The LAX/Century Boulevard corridor has been the toughest leasing sub-market in Los Angeles since the tech bubble burst. Things actually got worse in the fourth quarter, as the vacancy rate climbed to 29.9 percent by far, the highest in the city from 28.2 percent in the third quarter.

El Segundo, with 10.5 million square feet of commercial space, had the second-highest vacancy rate at 24.6 percent, a small improvement from the 25.8 percent in the third quarter, but still higher than 23.7 percent in the fourth quarter of 2002.

Overall, vacancies in the South Bay office market, which stretches from Los Angeles International Airport to downtown Long Beach, rose to 19.7 percent in the fourth quarter from 19.4 percent in the previous three months and 19 percent in the fourth quarter of 2002, according to Grubb & Ellis.

Chris Strickfaden, senior vice president at PM Realty Group, said the LAX and El Segundo office markets remain significantly weak because of overcapacity that allows tenants to drive a hard bargain for low rates.

Both markets have been soft since the Sept. 11, 2001 terrorist attacks devastated the travel industry and related air freight and ticketing companies in the area.
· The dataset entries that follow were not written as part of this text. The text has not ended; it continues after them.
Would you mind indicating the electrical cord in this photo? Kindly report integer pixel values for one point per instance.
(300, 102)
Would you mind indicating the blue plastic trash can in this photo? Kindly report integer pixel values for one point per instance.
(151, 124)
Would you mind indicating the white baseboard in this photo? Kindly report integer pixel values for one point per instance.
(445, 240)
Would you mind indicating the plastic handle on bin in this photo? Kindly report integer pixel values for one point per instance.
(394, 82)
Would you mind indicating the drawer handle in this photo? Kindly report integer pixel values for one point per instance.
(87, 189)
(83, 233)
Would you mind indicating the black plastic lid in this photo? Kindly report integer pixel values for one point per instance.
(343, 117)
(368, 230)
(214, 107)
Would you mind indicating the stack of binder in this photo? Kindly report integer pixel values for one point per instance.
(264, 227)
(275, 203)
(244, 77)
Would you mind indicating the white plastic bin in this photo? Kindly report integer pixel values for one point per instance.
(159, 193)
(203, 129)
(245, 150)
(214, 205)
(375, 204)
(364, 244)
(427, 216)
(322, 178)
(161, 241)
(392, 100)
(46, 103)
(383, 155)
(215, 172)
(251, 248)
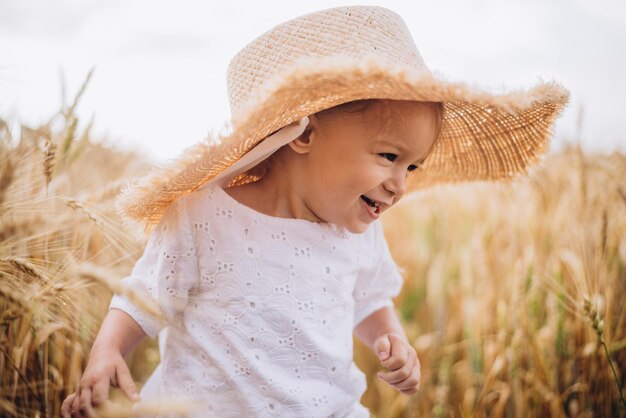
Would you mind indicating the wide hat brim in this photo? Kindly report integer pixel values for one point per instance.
(485, 136)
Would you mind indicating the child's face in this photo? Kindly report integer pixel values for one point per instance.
(357, 165)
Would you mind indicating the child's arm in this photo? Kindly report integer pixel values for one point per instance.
(118, 335)
(383, 333)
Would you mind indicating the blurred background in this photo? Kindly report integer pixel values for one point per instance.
(514, 293)
(159, 82)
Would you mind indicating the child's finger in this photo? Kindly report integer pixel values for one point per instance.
(86, 408)
(399, 354)
(382, 347)
(75, 408)
(126, 383)
(398, 375)
(66, 408)
(100, 391)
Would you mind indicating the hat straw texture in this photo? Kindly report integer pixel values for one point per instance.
(334, 56)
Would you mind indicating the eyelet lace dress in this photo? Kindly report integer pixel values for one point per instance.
(259, 310)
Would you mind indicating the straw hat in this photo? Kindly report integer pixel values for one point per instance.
(334, 56)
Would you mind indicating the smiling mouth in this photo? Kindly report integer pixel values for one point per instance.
(372, 203)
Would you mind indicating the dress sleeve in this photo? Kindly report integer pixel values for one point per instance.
(166, 272)
(379, 283)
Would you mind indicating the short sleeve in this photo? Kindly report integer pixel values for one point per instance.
(377, 284)
(166, 272)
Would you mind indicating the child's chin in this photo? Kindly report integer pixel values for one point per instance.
(358, 228)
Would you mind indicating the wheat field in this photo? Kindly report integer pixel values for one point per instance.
(514, 294)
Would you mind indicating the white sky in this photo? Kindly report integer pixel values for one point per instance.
(159, 82)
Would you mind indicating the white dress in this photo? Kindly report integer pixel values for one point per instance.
(260, 310)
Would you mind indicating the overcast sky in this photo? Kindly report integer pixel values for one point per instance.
(159, 80)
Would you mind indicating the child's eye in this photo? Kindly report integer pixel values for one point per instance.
(391, 157)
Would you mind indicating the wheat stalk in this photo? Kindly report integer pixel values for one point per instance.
(591, 312)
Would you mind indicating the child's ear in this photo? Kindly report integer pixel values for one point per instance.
(304, 142)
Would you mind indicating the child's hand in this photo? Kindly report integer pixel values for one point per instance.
(400, 359)
(106, 367)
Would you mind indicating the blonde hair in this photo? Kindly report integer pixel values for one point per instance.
(353, 107)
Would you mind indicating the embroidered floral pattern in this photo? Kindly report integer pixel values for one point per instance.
(261, 309)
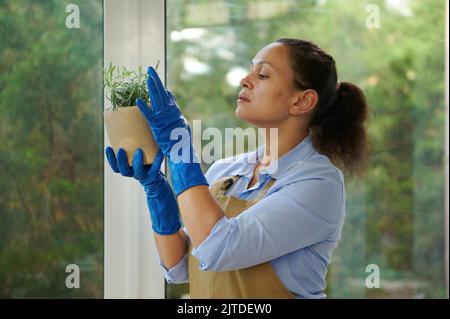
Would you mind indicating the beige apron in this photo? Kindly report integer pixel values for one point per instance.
(258, 281)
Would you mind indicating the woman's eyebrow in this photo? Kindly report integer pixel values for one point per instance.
(262, 62)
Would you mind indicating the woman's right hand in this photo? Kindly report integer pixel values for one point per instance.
(145, 174)
(164, 211)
Meanwhile, office brokers are still awaiting a much-anticipated rebound in the aerospace industry.

"The positive economic news has not yet impacted here and aerospace hasn't had the growth in employment that everyone had thought," Strickfaden said. "Until companies start hiring people in significant numbers and outgrow their space, the market will continue to lag."
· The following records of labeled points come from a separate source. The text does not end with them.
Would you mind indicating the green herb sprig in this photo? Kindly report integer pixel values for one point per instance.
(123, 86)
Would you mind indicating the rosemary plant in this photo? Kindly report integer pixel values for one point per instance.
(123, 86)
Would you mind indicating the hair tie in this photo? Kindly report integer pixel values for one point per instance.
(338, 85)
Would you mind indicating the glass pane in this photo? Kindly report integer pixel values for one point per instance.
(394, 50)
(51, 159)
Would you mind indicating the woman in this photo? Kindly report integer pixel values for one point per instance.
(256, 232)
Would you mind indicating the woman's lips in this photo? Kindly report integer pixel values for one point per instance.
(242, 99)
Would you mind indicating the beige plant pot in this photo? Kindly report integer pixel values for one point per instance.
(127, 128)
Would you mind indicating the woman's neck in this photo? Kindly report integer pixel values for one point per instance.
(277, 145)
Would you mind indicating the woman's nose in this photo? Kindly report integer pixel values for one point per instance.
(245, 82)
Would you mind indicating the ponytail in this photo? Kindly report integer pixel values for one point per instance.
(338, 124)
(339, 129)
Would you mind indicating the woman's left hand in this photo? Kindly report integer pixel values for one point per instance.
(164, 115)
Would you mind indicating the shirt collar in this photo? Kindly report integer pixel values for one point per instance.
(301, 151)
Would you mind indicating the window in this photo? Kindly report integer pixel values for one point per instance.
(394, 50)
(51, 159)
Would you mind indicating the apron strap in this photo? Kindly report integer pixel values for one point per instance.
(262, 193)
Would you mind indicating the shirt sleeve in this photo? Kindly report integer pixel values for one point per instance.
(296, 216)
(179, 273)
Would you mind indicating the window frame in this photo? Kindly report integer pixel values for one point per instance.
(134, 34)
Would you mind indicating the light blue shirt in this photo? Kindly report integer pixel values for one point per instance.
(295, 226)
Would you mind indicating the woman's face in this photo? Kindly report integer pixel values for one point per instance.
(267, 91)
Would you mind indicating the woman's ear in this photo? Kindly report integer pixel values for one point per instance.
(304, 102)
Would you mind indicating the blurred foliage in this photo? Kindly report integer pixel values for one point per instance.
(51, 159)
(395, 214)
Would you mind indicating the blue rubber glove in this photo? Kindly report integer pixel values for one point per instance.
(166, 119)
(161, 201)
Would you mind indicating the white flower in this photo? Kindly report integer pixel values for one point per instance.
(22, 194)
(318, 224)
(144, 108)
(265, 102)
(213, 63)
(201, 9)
An indication that the leasing market in the South Bay has worsened in the past year is the whopping 670,248 square feet of space that was put back on the market year-to-date. In the fourth quarter alone, this negative net absorption totaled 94,041. On the bright side, the rate of backsliding slowed from 252,858 square feet in the third quarter.

Downtown Long Beach and the suburban Long Beach market, which includes the Long Beach Airport, East Long Beach, Bixby Knolls and the 405/710 Freeway corridors, have seen an uptick in leasing activity, with vacancy rates of 15.8 percent and 10 percent, respectively, in the fourth quarter.

Greg Gill, senior managing director at Charles Dunn Co., said the fourth quarter brought solid leasings in suburban Long Beach and higher prices for small office buildings.

"Small entrepreneurs are out there buying office buildings in the 5,000- to 50,000-square-foot range and it's obviously driven by low interest rates," Gill said.

The biggest deal in the South Bay in the fourth quarter was G REIT Inc.'s purchase of One World Trade Center in downtown Long Beach for $113.6 million.

Meanwhile in Carson, the commercial vacancy rate dipped to just 6.7 percent in the fourth quarter from 8.5 percent in the third quarter and 14.7 percent in the year-ago period. Carson has just 1.2 million square feet of rentable office space, the smallest sub-market in the county.

In the industrial market, the South Bay vacancy rate rose to 4 percent in the fourth quarter versus 3.4 percent in the third quarter and 2.7 percent in the fourth quarter of 2002.

Carson Town Center, the new state-of-the-art industrial park, leased or sold more than 440,000 square feet in the past four months and is now 85 percent leased with one building still not constructed, said Bret Quinlan, an industrial broker at Cushman & Wakefield's South Bay office. "There's strong demand for well-located quality product in the South Bay and that's driven by the location to the ports and LAX," Quinlan said.

Major Events:

- G REIT real estate investment trust bought the 27-story One World Trade Center for $113.6 million, or $199 per square foot. The property is 90 percent leased.

- Jamison Properties Inc. purchased the 350,000-square-foot Herbalife building at 9800 La Cienega Blvd. for $22.3 million, or $63 per square foot. The property is 45 percent vacant.

- McCarthy Cook & Co., the L.A.-based real estate firm, bought a 250,000-square-foot building near Torrance for $19 million.